Preventing a "buffer overflow" kind of attack is a matter of sensible programming, checking that input falls within expected limits. Some programming languages automatically include the basic size checks that prevent buffer overflows. Notably, C does not do this, but Java does.

13.2.3.1. Does it have any other commands in it?

Some protocol implementations include extra debugging or administrative features that are not specified in the protocol. These may be poorly implemented or less well thought out and can be more risky than those specified in the protocol. The most famous example of this was exploited by the 1988 Morris worm, which issued a special SMTP debugging command that allowed it to tell Sendmail to execute anything the intruder liked. The debugging command is not specified in the SMTP protocol.

13.2.4. What Else Can Come in If I Allow This Service?

Suppose somebody comes up with a perfect protocol -- it protects the server from the client and vice versa, it securely encrypts data, and all the known implementations of it are bullet proof. Should you just open a hole for that protocol to any machine on your network? No, because you can't guarantee that every internal and external host is running that protocol at that port number.

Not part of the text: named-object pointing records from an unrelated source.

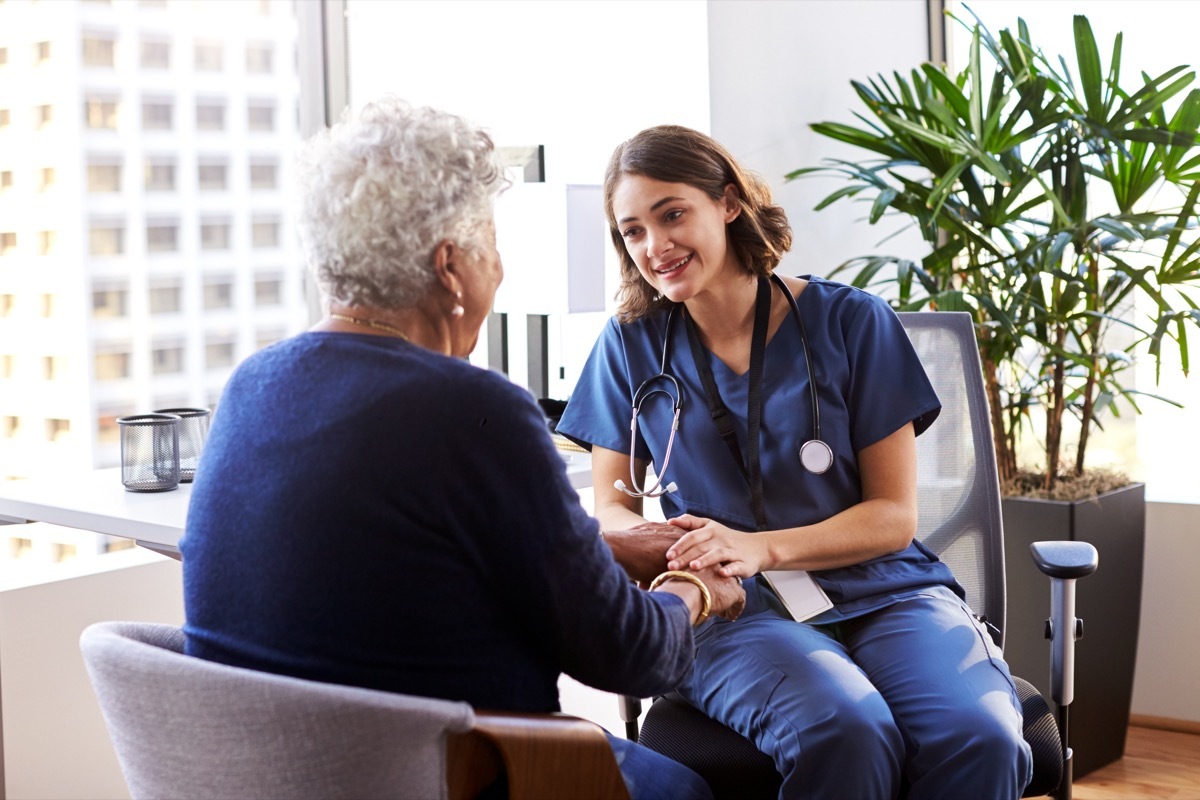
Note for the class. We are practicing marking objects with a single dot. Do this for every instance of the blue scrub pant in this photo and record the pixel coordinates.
(911, 695)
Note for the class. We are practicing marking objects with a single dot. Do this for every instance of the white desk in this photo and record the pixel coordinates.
(95, 500)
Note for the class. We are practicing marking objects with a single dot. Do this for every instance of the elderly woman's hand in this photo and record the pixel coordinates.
(729, 596)
(642, 548)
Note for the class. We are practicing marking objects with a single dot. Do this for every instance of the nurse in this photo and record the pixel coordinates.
(898, 684)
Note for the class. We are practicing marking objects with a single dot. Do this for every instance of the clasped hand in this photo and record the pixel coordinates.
(642, 549)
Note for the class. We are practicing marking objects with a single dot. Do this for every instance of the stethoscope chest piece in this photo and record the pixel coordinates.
(816, 456)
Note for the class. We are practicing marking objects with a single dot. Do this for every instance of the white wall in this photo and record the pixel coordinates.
(1169, 638)
(55, 745)
(777, 67)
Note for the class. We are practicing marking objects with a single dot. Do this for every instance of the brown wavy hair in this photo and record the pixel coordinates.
(760, 235)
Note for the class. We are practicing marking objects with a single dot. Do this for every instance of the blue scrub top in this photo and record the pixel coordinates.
(870, 383)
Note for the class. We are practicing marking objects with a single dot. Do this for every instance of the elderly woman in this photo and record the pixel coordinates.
(372, 510)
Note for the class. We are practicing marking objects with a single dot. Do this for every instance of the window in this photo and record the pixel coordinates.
(103, 176)
(106, 240)
(258, 58)
(217, 294)
(166, 359)
(100, 114)
(113, 365)
(219, 352)
(269, 290)
(209, 115)
(166, 299)
(156, 115)
(261, 116)
(53, 367)
(211, 176)
(97, 52)
(268, 336)
(209, 56)
(160, 176)
(108, 432)
(215, 235)
(263, 175)
(265, 233)
(155, 54)
(58, 429)
(162, 236)
(109, 301)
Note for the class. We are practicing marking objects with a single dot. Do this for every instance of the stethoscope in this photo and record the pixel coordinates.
(815, 455)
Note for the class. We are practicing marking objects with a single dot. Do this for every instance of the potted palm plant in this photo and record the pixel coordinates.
(1060, 210)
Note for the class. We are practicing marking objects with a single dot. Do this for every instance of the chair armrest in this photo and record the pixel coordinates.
(545, 756)
(1065, 559)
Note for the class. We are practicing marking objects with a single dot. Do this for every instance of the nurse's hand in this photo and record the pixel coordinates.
(642, 548)
(709, 543)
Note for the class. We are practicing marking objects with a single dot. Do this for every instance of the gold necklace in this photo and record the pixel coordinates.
(372, 323)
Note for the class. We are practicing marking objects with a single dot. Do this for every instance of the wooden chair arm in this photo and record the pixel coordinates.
(545, 756)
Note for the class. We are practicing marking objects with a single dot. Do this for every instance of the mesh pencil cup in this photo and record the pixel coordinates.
(149, 452)
(193, 429)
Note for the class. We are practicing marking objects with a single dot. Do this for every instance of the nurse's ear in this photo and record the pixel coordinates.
(732, 202)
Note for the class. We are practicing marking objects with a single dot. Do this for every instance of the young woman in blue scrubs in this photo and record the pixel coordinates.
(898, 684)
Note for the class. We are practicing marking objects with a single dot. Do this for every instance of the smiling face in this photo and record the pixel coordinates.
(676, 234)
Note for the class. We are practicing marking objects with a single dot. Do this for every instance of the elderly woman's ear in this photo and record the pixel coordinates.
(448, 260)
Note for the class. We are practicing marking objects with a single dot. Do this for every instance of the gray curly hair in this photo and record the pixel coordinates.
(381, 190)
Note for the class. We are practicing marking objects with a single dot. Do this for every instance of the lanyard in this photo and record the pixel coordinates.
(751, 468)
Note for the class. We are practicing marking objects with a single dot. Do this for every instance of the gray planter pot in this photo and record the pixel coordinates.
(1109, 602)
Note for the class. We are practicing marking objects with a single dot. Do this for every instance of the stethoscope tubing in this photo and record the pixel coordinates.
(815, 455)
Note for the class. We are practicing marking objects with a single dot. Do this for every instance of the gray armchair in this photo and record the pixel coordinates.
(184, 727)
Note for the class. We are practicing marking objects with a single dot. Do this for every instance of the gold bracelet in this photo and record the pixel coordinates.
(706, 597)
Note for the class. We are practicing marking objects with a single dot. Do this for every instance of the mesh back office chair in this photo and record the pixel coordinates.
(959, 519)
(184, 727)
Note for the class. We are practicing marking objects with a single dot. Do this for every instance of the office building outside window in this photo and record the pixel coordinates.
(263, 175)
(100, 113)
(162, 236)
(106, 240)
(103, 176)
(156, 115)
(99, 52)
(211, 176)
(155, 54)
(215, 235)
(209, 56)
(160, 175)
(149, 256)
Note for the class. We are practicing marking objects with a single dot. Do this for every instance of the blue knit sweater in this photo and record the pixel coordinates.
(372, 513)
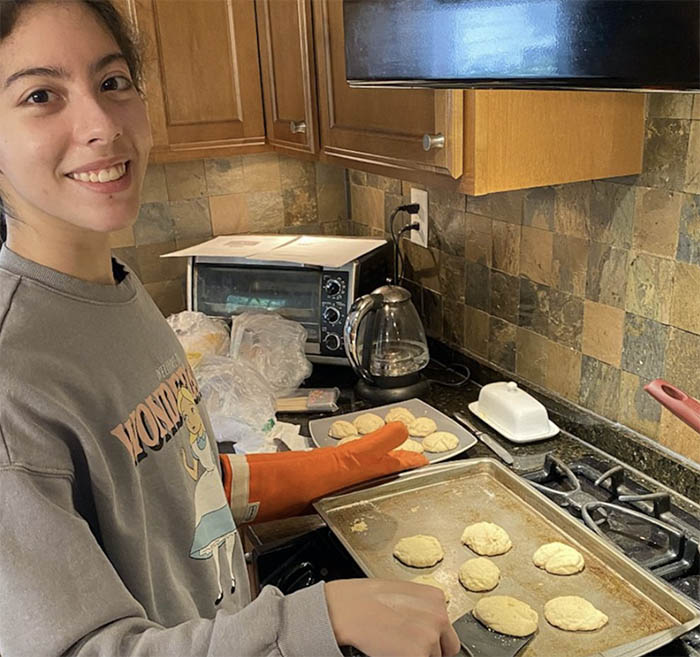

There's no guarantee that traffic on a port is using the protocol that you're interested in. This is particularly true for protocols that use large numbers of ports or ports above 1024 (where port numbers are not assigned to individual protocols), but it can be true for any protocol and any port number. For instance, a number of programs send protocols other than HTTP to port 80 because firewalls frequently allow all traffic to port 80.

In general, there are two ways to ensure that the packets you're letting in belong to the protocol that you want. One is to run them through a proxy system or an intelligent packet filter that can check them; the other is to control the destination hosts they're going to. Protocol design can have a significant effect on your ability to implement either of these solutions.

If you're using a proxy system or an intelligent packet filter to make sure that you're allowing in only the protocol that you want, it needs to be able to tell valid packets for that protocol from invalid ones. This won't work if the protocol is encrypted, if it's extremely complex, or if it's extremely generic. If the protocol involves compression or otherwise changes the position of important data, validating it may be too slow to be practical. In these situations, you will either have to control the hosts that use the ports, or accept the risk that people will use other protocols.